Terri Schwartz of IGN gave the episode a perfect "masterpiece" 10 out of 10 and wrote in her verdict, "As Fargo: Season 2 reaches its midpoint, it is filling in the shades of its moral lessons and examinations to paint new portraits of American lives and struggles. The episode that was trumpeted for its Bruce Campbell guest appearances was overshadowed by the sacrifices its characters made for one another and the irreversible choices they are stuck with. Is it still worth pushing the boulder up the hill?"

Zack Handlen of The A.V. Club gave the episode an "A" grade and wrote, "Regardless, 'The Gift Of The Magi' shakes up the status quo in a way that will surely have a major impact in the weeks ahead. After a brief holding pattern, war has officially broken out, and the Blomquists aren't going to be able to keep themselves above the fray any longer."
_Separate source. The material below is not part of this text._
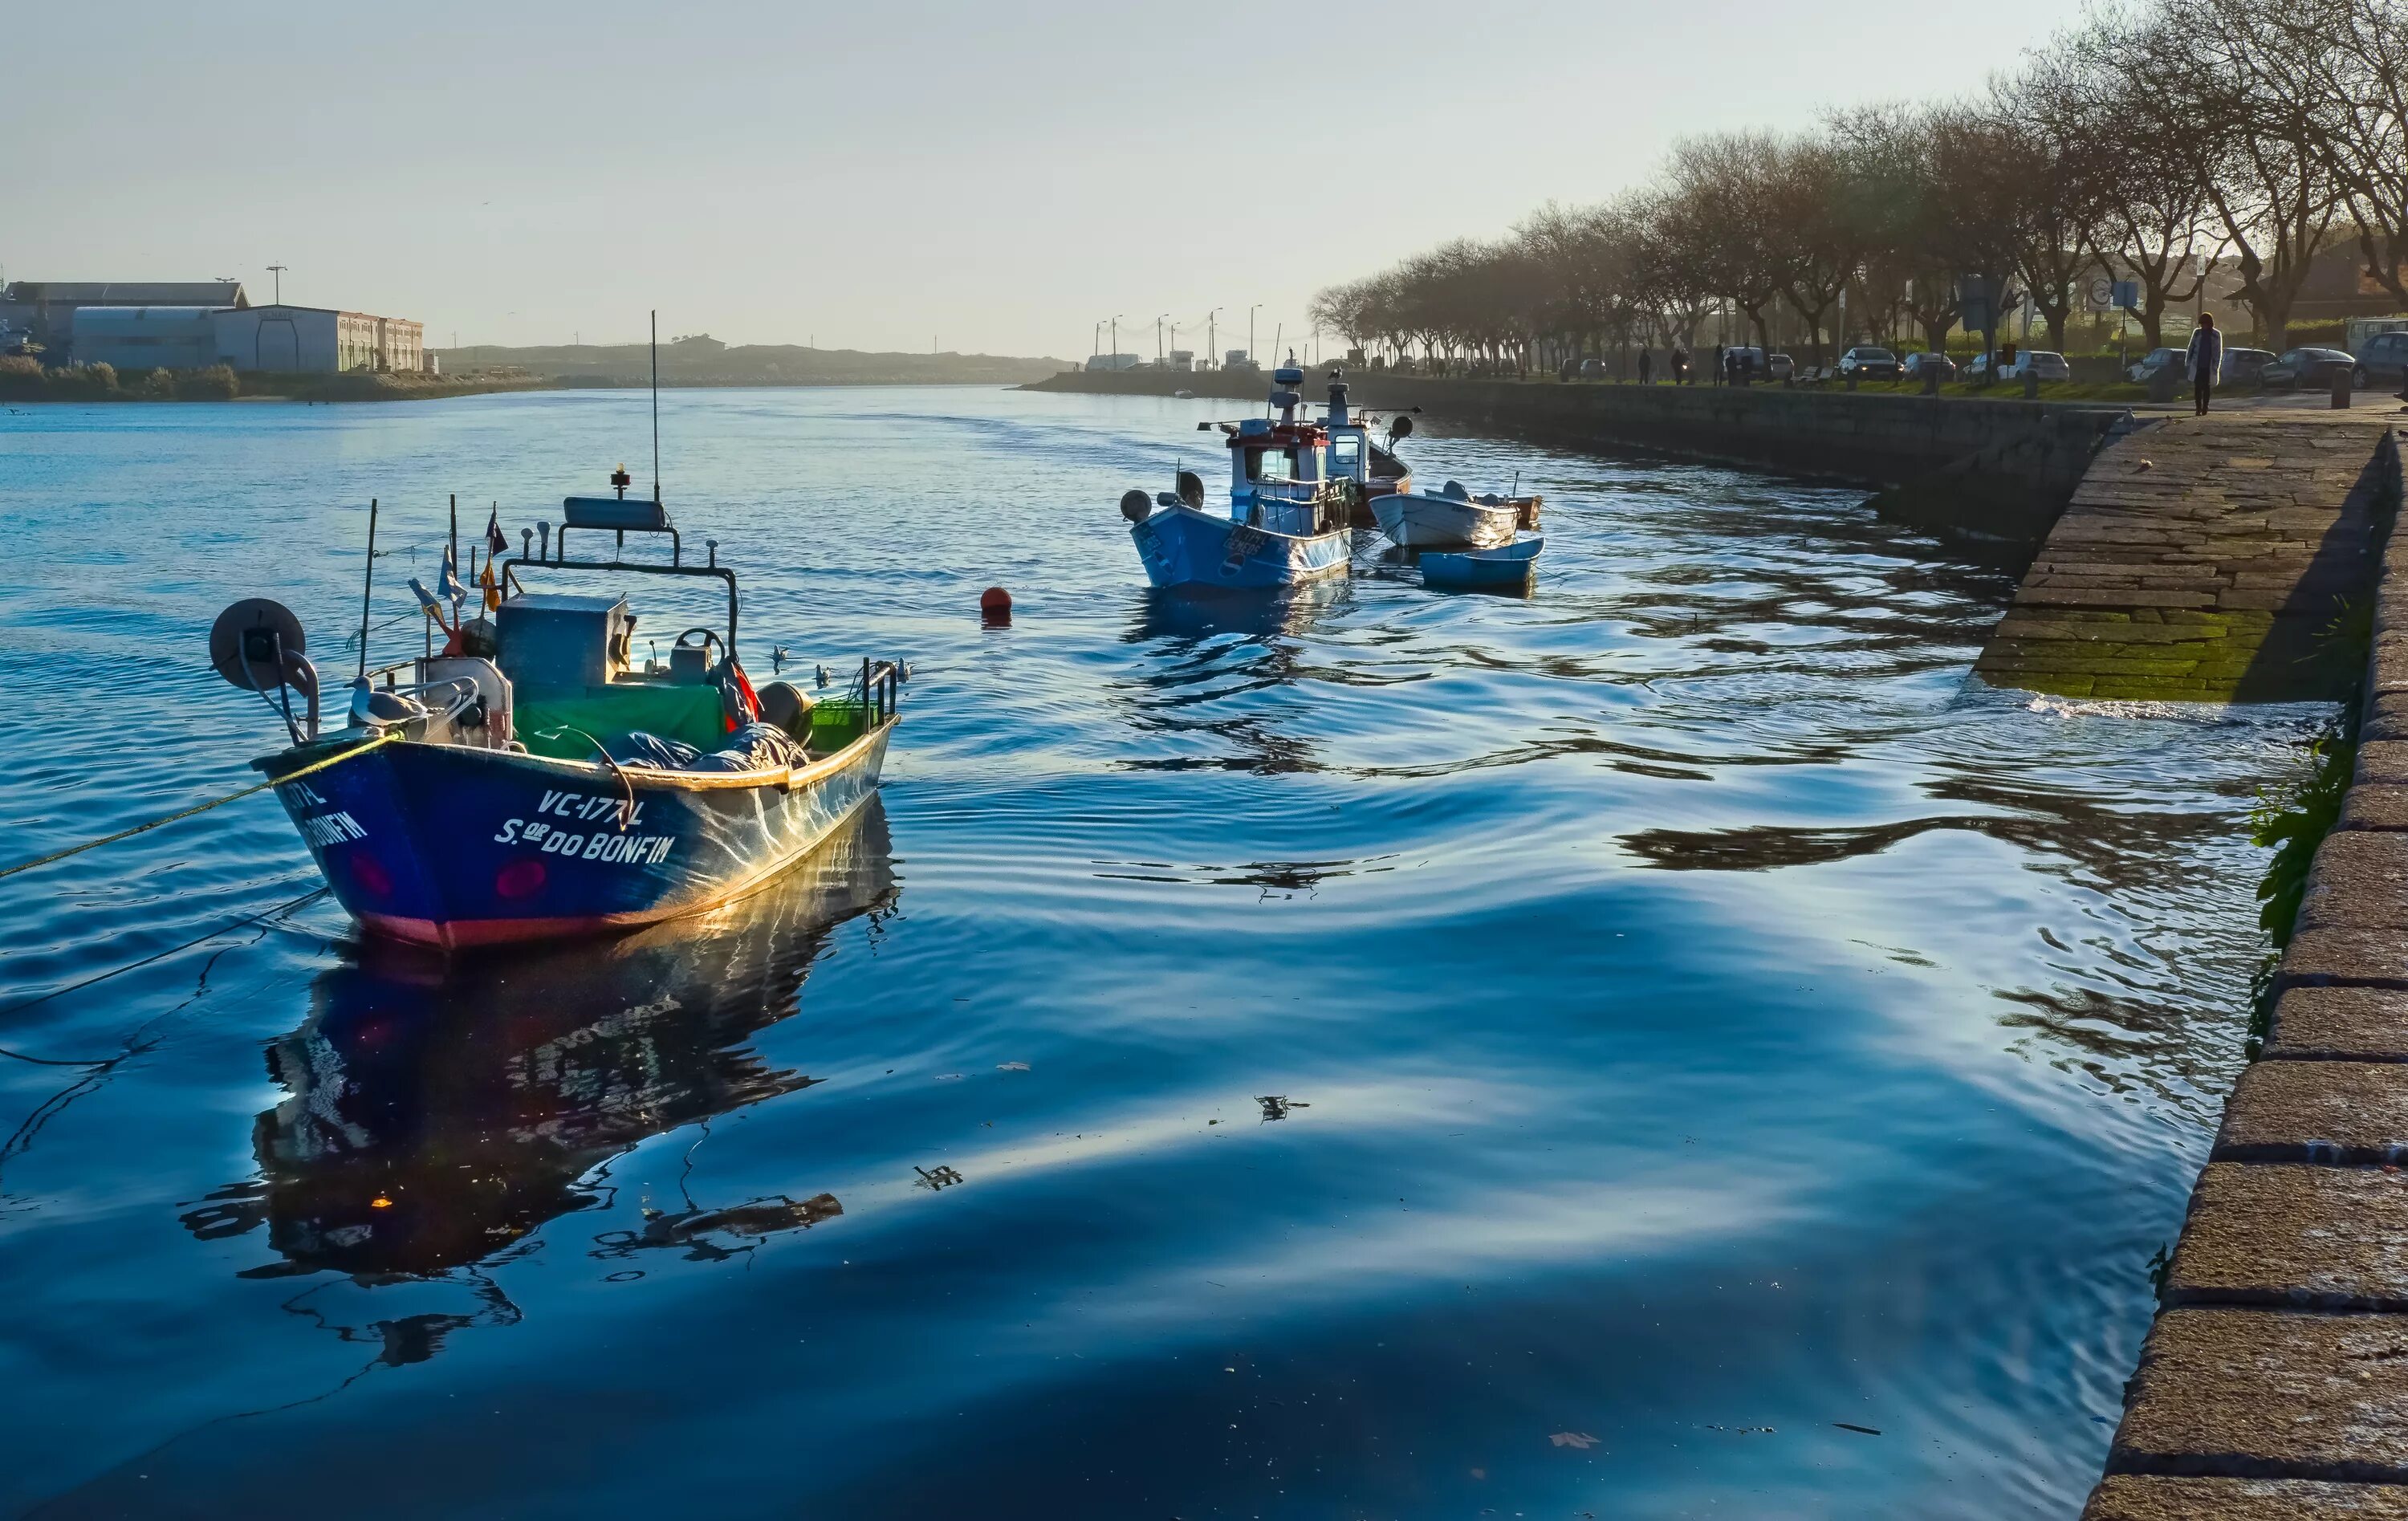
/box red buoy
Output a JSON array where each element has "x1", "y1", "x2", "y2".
[{"x1": 980, "y1": 586, "x2": 1011, "y2": 626}]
Alan Sepinwall of HitFix wrote, "'The Gift of the Magi' is making clear that fancy rhetoric isn't enough, and that even the toughest of leaders – also including Floyd and Joe – can fail to grasp how deep the problems run." Ben Travers of IndieWire gave the episode a "B-" grade and wrote, "Fargo has reached the point that it automatically becomes a better show whenever Nick Offerman wiggles his way on screen." Richard Vine of The Guardian wrote, "After being teased with posters and film shoots, we get our first real world sighting of Ronald Reagan this week. Cult actor Bruce Campbell steps up to the plate with a great impression."
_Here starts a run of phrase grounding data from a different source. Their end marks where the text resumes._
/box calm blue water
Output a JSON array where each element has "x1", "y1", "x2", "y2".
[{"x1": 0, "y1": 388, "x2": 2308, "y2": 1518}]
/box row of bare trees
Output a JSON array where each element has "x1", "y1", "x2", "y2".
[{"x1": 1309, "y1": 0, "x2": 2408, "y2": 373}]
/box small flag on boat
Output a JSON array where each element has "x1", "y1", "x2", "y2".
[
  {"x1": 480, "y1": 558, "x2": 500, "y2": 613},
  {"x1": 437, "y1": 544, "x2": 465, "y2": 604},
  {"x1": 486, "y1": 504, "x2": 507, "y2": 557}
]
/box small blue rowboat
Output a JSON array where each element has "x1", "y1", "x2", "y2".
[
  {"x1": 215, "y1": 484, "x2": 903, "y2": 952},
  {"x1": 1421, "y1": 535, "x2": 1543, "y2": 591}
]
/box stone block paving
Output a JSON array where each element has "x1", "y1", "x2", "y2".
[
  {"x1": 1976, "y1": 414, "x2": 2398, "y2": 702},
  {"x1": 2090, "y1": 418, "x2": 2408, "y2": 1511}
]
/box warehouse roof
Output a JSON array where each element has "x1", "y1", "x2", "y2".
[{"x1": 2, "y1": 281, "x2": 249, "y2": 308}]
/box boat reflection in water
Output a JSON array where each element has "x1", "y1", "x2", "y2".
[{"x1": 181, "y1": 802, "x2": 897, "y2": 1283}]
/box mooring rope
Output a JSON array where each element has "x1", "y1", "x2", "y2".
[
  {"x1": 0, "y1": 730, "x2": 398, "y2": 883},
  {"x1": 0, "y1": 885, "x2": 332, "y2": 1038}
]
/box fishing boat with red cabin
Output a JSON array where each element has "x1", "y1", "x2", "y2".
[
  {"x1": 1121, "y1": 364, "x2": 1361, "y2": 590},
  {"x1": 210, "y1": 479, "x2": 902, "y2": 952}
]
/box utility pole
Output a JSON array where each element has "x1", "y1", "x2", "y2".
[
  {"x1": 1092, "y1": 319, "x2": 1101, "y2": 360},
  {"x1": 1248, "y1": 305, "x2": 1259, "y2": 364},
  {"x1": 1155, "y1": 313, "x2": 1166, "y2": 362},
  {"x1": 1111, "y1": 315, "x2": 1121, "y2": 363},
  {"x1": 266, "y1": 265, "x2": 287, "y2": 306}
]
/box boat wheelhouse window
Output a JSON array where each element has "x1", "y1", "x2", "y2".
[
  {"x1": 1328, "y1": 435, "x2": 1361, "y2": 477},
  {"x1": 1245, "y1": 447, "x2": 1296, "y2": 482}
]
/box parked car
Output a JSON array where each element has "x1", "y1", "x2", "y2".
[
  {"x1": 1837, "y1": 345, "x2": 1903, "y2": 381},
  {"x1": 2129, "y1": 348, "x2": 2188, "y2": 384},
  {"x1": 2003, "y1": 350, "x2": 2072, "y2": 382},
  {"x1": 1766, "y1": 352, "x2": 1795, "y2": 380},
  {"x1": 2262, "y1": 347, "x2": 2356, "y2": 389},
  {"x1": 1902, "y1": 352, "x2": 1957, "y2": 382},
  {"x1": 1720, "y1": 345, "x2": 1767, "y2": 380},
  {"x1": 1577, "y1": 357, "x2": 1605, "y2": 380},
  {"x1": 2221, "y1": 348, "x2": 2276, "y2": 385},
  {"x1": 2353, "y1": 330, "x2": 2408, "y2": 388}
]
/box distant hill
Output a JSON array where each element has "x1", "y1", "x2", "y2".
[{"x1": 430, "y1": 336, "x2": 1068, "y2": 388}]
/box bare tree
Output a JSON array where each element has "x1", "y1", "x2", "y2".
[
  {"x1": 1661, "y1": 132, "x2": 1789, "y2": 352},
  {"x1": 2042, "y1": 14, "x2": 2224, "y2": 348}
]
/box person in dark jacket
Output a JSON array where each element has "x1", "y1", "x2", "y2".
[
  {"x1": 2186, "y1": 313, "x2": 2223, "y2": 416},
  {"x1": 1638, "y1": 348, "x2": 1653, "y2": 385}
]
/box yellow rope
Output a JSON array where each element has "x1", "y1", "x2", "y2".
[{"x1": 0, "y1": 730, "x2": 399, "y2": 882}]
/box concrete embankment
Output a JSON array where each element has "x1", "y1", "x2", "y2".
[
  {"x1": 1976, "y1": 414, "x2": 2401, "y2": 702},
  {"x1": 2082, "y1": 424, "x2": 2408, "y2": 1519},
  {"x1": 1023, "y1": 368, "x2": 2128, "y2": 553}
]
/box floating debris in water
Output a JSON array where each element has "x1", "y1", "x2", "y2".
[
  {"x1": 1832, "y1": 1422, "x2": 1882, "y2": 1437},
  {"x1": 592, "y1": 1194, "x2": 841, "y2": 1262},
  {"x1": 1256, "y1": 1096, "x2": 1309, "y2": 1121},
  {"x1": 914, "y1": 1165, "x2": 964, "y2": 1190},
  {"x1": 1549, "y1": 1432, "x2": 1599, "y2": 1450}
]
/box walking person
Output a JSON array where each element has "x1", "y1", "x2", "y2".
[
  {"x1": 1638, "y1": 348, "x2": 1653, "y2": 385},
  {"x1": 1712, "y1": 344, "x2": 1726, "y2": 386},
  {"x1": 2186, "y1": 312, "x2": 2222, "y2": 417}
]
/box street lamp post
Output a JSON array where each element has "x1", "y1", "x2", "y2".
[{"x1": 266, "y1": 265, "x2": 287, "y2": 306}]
Kevin P. Sullivan of Entertainment Weekly wrote, "I'm beginning to feel that an appropriate subtitle to the second season of Fargo would be "No, This Was The Best Episode Yet," as it's what I've exclaimed after nearly every hour." Brian Tallerico of Vulture gave the episode a 4 star rating out of 5 and wrote, "Don't get me wrong. It's still more entertaining than nearly any other way you could spend a Monday night, but the bar set by the first four episodes of the season dropped a bit this week, however slightly." Scott Tobias of The New York Times wrote, "The rhetorical battle between Jimmy Carter's sober 'malaise' moment and Reagan's relentless optimism settles strangely on Luverne, as many political speeches do to ordinary people."
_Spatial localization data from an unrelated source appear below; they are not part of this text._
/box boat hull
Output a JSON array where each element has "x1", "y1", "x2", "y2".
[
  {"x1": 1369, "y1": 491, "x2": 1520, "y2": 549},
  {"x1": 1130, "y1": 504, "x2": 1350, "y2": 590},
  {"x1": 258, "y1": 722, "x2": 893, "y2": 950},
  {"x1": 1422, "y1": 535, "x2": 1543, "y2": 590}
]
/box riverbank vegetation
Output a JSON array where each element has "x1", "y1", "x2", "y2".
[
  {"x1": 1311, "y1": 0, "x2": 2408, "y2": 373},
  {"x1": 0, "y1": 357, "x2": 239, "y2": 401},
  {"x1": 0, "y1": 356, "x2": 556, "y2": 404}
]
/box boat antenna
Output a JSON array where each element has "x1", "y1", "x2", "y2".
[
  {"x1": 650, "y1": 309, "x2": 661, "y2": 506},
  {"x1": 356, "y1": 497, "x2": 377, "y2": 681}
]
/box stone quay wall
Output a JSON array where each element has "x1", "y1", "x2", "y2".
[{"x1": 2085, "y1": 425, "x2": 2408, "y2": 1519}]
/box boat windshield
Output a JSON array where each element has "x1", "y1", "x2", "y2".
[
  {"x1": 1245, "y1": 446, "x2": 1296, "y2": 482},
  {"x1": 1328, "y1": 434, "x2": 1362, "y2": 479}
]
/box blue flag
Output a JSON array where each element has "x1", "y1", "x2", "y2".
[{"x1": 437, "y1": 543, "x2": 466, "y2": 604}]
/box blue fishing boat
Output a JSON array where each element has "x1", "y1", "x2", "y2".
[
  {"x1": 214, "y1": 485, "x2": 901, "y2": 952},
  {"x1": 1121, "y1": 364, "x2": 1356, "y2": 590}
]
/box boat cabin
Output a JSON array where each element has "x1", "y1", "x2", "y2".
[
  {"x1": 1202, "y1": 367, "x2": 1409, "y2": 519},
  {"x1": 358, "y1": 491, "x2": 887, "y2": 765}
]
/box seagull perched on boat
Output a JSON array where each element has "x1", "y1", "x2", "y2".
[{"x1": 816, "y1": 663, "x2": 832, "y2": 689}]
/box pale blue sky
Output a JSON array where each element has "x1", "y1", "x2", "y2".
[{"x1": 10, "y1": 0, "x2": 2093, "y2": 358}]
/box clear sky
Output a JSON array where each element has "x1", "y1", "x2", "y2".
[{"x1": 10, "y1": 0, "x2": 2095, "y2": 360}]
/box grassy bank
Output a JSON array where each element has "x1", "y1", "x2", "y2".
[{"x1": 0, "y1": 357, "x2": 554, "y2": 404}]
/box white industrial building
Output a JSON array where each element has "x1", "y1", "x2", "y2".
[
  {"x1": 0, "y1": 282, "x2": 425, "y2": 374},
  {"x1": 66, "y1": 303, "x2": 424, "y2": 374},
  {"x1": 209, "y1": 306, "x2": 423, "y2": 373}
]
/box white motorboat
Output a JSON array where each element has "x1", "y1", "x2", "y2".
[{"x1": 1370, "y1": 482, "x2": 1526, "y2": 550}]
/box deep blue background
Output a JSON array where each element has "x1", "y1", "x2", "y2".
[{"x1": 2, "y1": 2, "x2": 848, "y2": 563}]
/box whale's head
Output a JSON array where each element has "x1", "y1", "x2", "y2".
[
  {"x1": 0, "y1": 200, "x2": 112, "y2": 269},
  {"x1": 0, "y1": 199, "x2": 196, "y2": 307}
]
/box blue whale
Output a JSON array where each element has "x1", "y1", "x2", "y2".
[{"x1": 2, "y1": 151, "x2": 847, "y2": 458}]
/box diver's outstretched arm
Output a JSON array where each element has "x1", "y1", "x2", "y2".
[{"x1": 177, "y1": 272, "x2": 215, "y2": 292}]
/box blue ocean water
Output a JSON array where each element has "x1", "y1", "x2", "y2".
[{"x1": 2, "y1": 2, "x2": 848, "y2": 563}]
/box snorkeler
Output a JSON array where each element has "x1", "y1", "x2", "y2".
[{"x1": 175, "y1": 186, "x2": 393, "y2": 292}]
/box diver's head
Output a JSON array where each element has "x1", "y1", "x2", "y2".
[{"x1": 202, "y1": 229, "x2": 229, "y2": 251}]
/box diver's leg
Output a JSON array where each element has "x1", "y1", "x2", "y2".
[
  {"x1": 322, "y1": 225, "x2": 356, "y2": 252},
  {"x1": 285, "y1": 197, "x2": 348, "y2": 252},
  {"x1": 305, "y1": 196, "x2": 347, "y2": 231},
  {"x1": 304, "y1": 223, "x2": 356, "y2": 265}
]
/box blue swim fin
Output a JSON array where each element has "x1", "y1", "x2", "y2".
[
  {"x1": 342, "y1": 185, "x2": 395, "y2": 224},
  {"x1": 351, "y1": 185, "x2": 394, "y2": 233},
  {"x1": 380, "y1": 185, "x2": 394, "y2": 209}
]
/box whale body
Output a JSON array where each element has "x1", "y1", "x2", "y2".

Libby Hill of Los Angeles Times wrote, "Watching Fargo feels like settling in for the latest chapter of a fairy tale, wherein the good are threatened, the evil are encroaching, and we are left to decide for ourselves what lesson we're to take from it all." Caralynn Lippo of TV Fanatic gave the episode a perfect 5 star rating out of 5 and wrote, "Talk about tension! This masterful installment of Fargo turned the dial up to 11 on all fronts, while continuing to complicate the existing relationships between the characters." Amy Amatangelo of Paste gave the episode a 9.8 rating out of 10 and wrote, "The episode was masterful in its suspense and in its reveals. We don't see Joe Bulo die. We only see the top of his curly head in a box. The end with Peggy and Ed looking out at the police cars on their front lawn was ominous. The war has come to them and there's no escaping now."